2. Customized Startup
Open config.json in the mindie-service directory and modify the server-related configuration.
vim /usr/local/Ascend/mindie/latest/mindie-service/conf/config.json
The final modified config.json is as follows:
{
"Version" : "1.0.0",
"LogConfig" :
{
"logLevel" : "Info",
"logFileSize" : 20,
"logFileNum" : 20,
"logPath" : "logs/mindservice.log"
},
"ServerConfig" :
{
"ipAddress" : "127.0.0.1",
"managementIpAddress" : "127.0.0.2",
"port" : 1025,
"managementPort" : 1026,
"metricsPort" : 1027,
"allowAllZeroIpListening" : false,
"maxLinkNum" : 1000,
"httpsEnabled" : false,
"fullTextEnabled" : false,
"tlsCaPath" : "security/ca/",
"tlsCaFile" : ["ca.pem"],
"tlsCert" : "security/certs/server.pem",
"tlsPk" : "security/keys/server.key.pem",
"tlsPkPwd" : "security/pass/key_pwd.txt",
"tlsCrl" : "security/certs/server_crl.pem",
"managementTlsCaFile" : ["management_ca.pem"],
"managementTlsCert" : "security/certs/management/server.pem",
"managementTlsPk" : "security/keys/management/server.key.pem",
"managementTlsPkPwd" : "security/pass/management/key_pwd.txt",
"managementTlsCrl" : "security/certs/management/server_crl.pem",
"kmcKsfMaster" : "tools/pmt/master/ksfa",
"kmcKsfStandby" : "tools/pmt/standby/ksfb",
"inferMode" : "standard",
"interCommTLSEnabled" : false,
"interCommPort" : 1121,
"interCommTlsCaFile" : "security/grpc/ca/ca.pem",
"interCommTlsCert" : "security/grpc/certs/server.pem",
"interCommPk" : "security/grpc/keys/server.key.pem",
"interCommPkPwd" : "security/grpc/pass/key_pwd.txt",
"interCommTlsCrl" : "security/certs/server_crl.pem",
"openAiSupport" : "vllm"
},
"BackendConfig" : {
"backendName" : "mindieservice_llm_engine",
"modelInstanceNumber" : 1,
"npuDeviceIds" : [[0,1,2,3]],
"tokenizerProcessNumber" : 8,
"multiNodesInferEnabled" : false,
"multiNodesInferPort" : 1120,
"interNodeTLSEnabled" : true,
"interNodeTlsCaFile" : "security/grpc/ca/ca.pem",
"interNodeTlsCert" : "security/grpc/certs/server.pem",
"interNodeTlsPk" : "security/grpc/keys/server.key.pem",
"interNodeTlsPkPwd" : "security/grpc/pass/mindie_server_key_pwd.txt",
"interNodeTlsCrl" : "security/grpc/certs/server_crl.pem",
"interNodeKmcKsfMaster" : "tools/pmt/master/ksfa",
"interNodeKmcKsfStandby" : "tools/pmt/standby/ksfb",
"ModelDeployConfig" :
{
"maxSeqLen" : 8192,
"maxInputTokenLen" : 8192,
"truncation" : false,
"ModelConfig" : [
{
"modelInstanceType" : "Standard",
"modelName" : "Qwen1.5-72B-Chat",
"modelWeightPath" : "/mf_model/qwen1_5_72b",
"worldSize" : 4,
"cpuMemSize" : 15,
"npuMemSize" : 15,
"backendType" : "ms"
}
]
},
"ScheduleConfig" :
{
"templateType" : "Standard",
"templateName" : "Standard_LLM",
"cacheBlockSize" : 128,
"maxPrefillBatchSize" : 50,
"maxPrefillTokens" : 8192,
"prefillTimeMsPerReq" : 150,
"prefillPolicyType" : 0,
"decodeTimeMsPerReq" : 50,
"decodePolicyType" : 0,
"maxBatchSize" : 200,
"maxIterTimes" : 4096,
"maxPreemptCount" : 0,
"supportSelectBatch" : false,
"maxQueueDelayMicroseconds" : 5000
}
}
}
For testing purposes, the
httpsEnabled
parameter is set tofalse
, ignoring subsequent https communication related parameters.

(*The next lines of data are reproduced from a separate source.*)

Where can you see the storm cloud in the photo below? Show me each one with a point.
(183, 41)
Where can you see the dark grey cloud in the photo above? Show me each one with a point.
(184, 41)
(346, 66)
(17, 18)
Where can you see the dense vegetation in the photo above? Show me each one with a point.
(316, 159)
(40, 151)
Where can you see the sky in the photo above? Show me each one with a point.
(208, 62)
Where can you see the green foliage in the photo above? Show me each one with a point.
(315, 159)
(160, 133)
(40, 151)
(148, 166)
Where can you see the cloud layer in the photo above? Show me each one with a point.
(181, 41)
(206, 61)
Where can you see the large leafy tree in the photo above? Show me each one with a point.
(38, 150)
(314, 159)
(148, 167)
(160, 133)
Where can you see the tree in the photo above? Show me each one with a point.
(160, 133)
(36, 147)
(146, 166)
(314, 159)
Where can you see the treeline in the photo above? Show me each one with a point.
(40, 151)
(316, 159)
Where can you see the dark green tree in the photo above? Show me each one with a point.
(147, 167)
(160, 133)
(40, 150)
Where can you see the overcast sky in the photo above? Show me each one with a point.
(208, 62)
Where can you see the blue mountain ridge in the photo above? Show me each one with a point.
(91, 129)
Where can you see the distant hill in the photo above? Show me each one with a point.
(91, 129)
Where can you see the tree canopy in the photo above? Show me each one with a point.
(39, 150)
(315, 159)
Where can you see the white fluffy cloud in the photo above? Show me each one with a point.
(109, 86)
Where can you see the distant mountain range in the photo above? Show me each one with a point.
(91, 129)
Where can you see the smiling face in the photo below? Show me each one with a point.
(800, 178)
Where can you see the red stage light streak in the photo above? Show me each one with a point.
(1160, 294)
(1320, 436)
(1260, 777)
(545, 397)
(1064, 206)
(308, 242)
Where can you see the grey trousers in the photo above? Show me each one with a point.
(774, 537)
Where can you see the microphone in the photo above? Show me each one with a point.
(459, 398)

Go to the mindie-service directory to start the service:
cd /usr/local/Ascend/mindie/1.0.RC3/mindie-service
nohup ./bin/mindieservice_daemon > output.log 2>&1 &
tail -f output.log
The following message is printed, indicating that the startup was successful.
Daemon start success!
Request Test
After the service has started successfully, you can use the curl command to send a request for verification, as shown in the following example:
curl -w "\ntime_total=%{time_total}\n" -H "Accept: application/json" -H "Content-type: application/json" -X POST -d '{"inputs": "I love Beijing, because","stream": false}' http://127.0.0.1:1025/generate
The validation is successful with the following returned inference result:
{"generated_text":" it is a city with a long history and rich culture....."}
Model List
Examples of MindIE inference for other models can be found in the introduction documentation for each model in Model Library.